Design vs User Experience

One of the topics that keeps popping up around the office is that of design vs user experience. At first glance you might consider them to be the same issue – both involve presenting data and actions to the user in a way that they find appealing and easy to use. While they address the same issue, I think that these practices do so with a similar, yet different, goal in mind. The best differentiation might be to say that design is focusing on making the application visually appealing while user experience focuses on making the application easy to use.

There is a massive amount of overlap between these two approaches – they’re implicitly linked. A large part of making something easy to use is to make it visually appealing, and a large part of making something visually appealing is to make it easy to use! I try to think of it as two different targets within user interface design. Design tends to focus on the visual appeal as the end goal, while user experience tends to focus on ease-of-use as the end goal. The key word here is focus – I’m not saying that design doesn’t consider ease-of-use and vice versa.

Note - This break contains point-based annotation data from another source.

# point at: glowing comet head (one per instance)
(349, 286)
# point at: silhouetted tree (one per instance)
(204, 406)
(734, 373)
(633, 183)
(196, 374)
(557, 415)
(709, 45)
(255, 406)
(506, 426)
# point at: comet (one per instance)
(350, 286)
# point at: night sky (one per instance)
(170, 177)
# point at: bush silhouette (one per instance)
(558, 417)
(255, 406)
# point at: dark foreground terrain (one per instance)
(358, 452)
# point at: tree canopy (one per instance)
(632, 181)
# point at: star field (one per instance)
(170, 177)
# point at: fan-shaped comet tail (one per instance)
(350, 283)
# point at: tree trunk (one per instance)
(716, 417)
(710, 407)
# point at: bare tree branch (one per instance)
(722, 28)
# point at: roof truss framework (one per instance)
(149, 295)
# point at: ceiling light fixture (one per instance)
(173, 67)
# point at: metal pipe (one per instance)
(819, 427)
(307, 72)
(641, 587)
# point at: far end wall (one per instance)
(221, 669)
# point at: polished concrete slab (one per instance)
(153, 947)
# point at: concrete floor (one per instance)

Why is this distinction important? While these two approaches have a very similar goal in mind, they follow very different development cycles. Most design firms will happily create the entire design up front, before the application is anywhere near completion. User experience – on the other hand – can’t guarantee the design up front and will evolve the design over time. The design will evolve as the user experience is refined and improved.

Case in Point

The Flight Card iPhone app is a good example of this distinction. It’s one of the best-looking apps out there. Just look at it – absolutely stunning. The fonts, colors, layout – everything is just perfect. You would think this would be one of the top-selling apps out there.

Not quite. A mere three stars out of 20 reviews? What went wrong? Let’s take a look at some of the reviews.

This app is quite visually appealing, but it has some issues that make it harder to use. You cannot add trips more than 3 days in the future (hard when you want to put an literary in). You can’t swipe between flights.

First, the app is stunningly beautiful. It’s simply a joy to look at. But it’s missing some basic functionality. First, there is no way to swipe between cards. You need to menu back to list view and choose the next card. Not so big a deal except for the page dots at the top. You can tap the dots and they will change as if you’re changing cards, but you don’t change cards. And the dots are maddeningly hard to hit.

It seems that while the visual design is off the charts, the user experience is terrible. (I haven’t used the app, I’m only going on what the reviews say) This is perhaps an extreme example, but I’m trying to point out that a bad user experience means a bad app.


At the moment the popular approach is the design approach. No doubt about it. I think from a client’s point of view this is regarded as the ‘safe’ approach. Because we start out with the design and do pretty much the entire design up front it’s guaranteed – we have a good idea of what the final application will look like, even though we don’t know exactly how it will work.

The user experience approach is perhaps considered to be the ‘risky’ approach. We don’t have a good idea of what the application will look like – we only know that we will get much more input into the design and the user experience as the application is built. We’re almost guaranteed to end up with a better user experience, but because we don’t have a good idea of what the final application will look like, it feels like we’re taking a risk.

History repeating itself?

I think we’re facing a similar challenge to the one we faced 10 to 15 years ago – when agile started being introduced. Clients felt safe with the waterfall approach – all the planning being done up front meant that we had a very good idea of what the software would look like in the end. Then agile came along and suggested that the initial idea is less important, and we should rather focus on refining this idea as we go along.

Selling agile 10 years ago was probably similar to selling the user experience today. I do think that approaching the user interface from a user experience point of view is inevitable – it simply makes the most sense from both the user’s and the client’s perspective.